Twice Born flips between present and past—-a device that soon gets tiresome, since almost nothing of interest happens in the present, in which a middle-aged Italian woman named Gemma (Penélope Cruz) visits Sarajevo with her teenage son, Pietro (director Sergio Castellitto’s son, Pietro Castellitto). The two are the guests of Gojcon (Adnan Haskovic), an old friend of Gemma’s who radiates the smug self-regard of an aging hipster.

The reason Gojcon invited mother and son to his city is gradually revealed through multiple flashbacks, starting with Gemma’s love affair with Diego (Emile Hirsch), an American photographer she met in Bosnia just before the Bosnian War of the ‘90s. Their story ends soon after she flees embattled Sarajevo with the newborn Pietro, an infant given to the infertile Gemma by Aska (Saadet Aksoy), a flame-haired musician who is part of Gojcon’s multi-culti tribe of urban artists.

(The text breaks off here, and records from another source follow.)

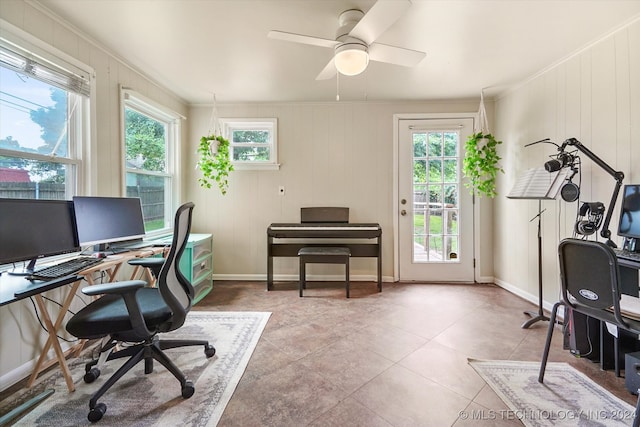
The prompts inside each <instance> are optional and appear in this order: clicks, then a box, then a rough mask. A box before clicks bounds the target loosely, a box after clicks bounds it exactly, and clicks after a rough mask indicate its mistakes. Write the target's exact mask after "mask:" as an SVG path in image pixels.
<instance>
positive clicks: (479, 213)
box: [392, 112, 482, 282]
mask: <svg viewBox="0 0 640 427" xmlns="http://www.w3.org/2000/svg"><path fill="white" fill-rule="evenodd" d="M429 119H472V120H473V127H474V129H475V126H476V124H477V123H478V113H477V112H473V113H405V114H394V115H393V204H392V205H393V281H394V282H398V281H399V280H400V255H399V254H400V187H399V186H400V177H399V176H398V173H399V170H400V126H399V125H400V120H429ZM464 188H465V189H466V187H464ZM476 202H477V200H476V199H475V197H474V202H473V257H474V259H475V263H474V266H473V279H474V282H477V281H478V277H479V273H480V265H482V261H481V259H480V257H481V252H480V242H479V240H480V232H479V227H478V226H477V225H478V222H479V215H480V206H479V203H476Z"/></svg>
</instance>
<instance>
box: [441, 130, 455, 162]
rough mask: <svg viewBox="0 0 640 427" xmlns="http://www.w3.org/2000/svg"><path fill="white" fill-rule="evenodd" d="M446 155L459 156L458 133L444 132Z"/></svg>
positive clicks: (445, 150)
mask: <svg viewBox="0 0 640 427" xmlns="http://www.w3.org/2000/svg"><path fill="white" fill-rule="evenodd" d="M444 155H445V156H449V157H458V133H457V132H445V133H444Z"/></svg>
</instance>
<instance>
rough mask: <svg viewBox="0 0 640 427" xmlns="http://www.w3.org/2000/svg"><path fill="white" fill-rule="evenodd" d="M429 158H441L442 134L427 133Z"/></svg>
mask: <svg viewBox="0 0 640 427" xmlns="http://www.w3.org/2000/svg"><path fill="white" fill-rule="evenodd" d="M429 156H431V157H433V156H442V133H440V132H435V133H433V132H430V133H429Z"/></svg>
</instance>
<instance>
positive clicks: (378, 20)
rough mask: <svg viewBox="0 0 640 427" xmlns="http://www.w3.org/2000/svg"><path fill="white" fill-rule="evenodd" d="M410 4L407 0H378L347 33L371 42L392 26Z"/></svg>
mask: <svg viewBox="0 0 640 427" xmlns="http://www.w3.org/2000/svg"><path fill="white" fill-rule="evenodd" d="M410 6H411V2H410V1H409V0H378V1H377V2H376V3H375V4H374V5H373V6H372V7H371V9H369V11H368V12H367V13H366V14H365V15H364V16H363V17H362V19H361V20H360V22H358V23H357V24H356V26H355V27H353V29H352V30H351V31H350V32H349V35H350V36H352V37H355V38H357V39H360V40H362V41H363V42H365V43H367V44H371V43H373V42H374V41H376V39H377V38H378V37H379V36H380V35H381V34H382V33H384V32H385V31H387V29H388V28H389V27H390V26H392V25H393V24H394V23H395V22H396V21H397V20H398V19H399V18H400V17H401V16H402V15H403V14H404V13H405V12H406V11H407V9H409V7H410Z"/></svg>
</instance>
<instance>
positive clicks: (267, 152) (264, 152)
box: [233, 146, 269, 162]
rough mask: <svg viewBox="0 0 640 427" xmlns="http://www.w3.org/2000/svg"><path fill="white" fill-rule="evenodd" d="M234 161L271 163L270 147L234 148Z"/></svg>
mask: <svg viewBox="0 0 640 427" xmlns="http://www.w3.org/2000/svg"><path fill="white" fill-rule="evenodd" d="M233 160H234V161H243V162H256V161H265V162H266V161H269V148H268V147H258V146H256V147H234V148H233Z"/></svg>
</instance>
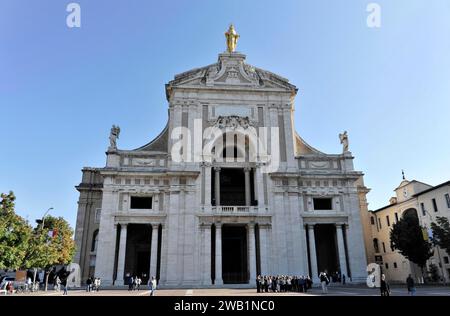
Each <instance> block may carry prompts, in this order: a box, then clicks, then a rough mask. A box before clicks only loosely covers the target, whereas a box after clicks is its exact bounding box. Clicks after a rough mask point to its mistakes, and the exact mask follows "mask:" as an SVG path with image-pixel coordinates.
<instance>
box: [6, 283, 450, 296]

Cruz and Hirsch make us feel the lovers’ pain, as infertility and war create a chasm between them, and Aksoy is affecting as the fiery Aska, the glitter fading from her emerald eyes as she becomes a casualty of the war. But director Castellitto can’t usually get far enough out of the way to let his actors pluck at our heartstrings. Instead, he deadens the senses with an onslaught of self-satisfied sentimentality. “What does truth taste like?” the psychologist (Jane Birkin) who is evaluating Gemma and Diego as potential adoptive parents asks Gemma eagerly, grasping greedily at our attention after Cruz’s sensitive delivery of a particularly painful admission. The psychologist is the most egregious in a parade of annoying minor characters, her faux-poetic questions and painfully sensitive facial expressions obviously meant to register as sympathetic though they come off as almost comically sanctimonious.

The emotional impact of Gemma’s family history is dulled too by the murky blandness of the present-day scenes. Does Gemma love her husband (played by the elder Castellitto), or was he just the first life raft to bob into sight when she needed one? And what are we to make of Pietro, whose one histrionic fit of rage is a baffling contrast to his pacific passivity in every other scene? Perhaps because he just isn’t a very good actor, the boy comes off mainly as a collection of pleasingly assembled geometric elements, his round blue eyes and pyramidal nose dominating his triangular face.

In the end, I wasn’t sure who I felt for more, Cruz or the character she was playing. One thing’s for sure: They both deserve better fates than what happens to them in this movie.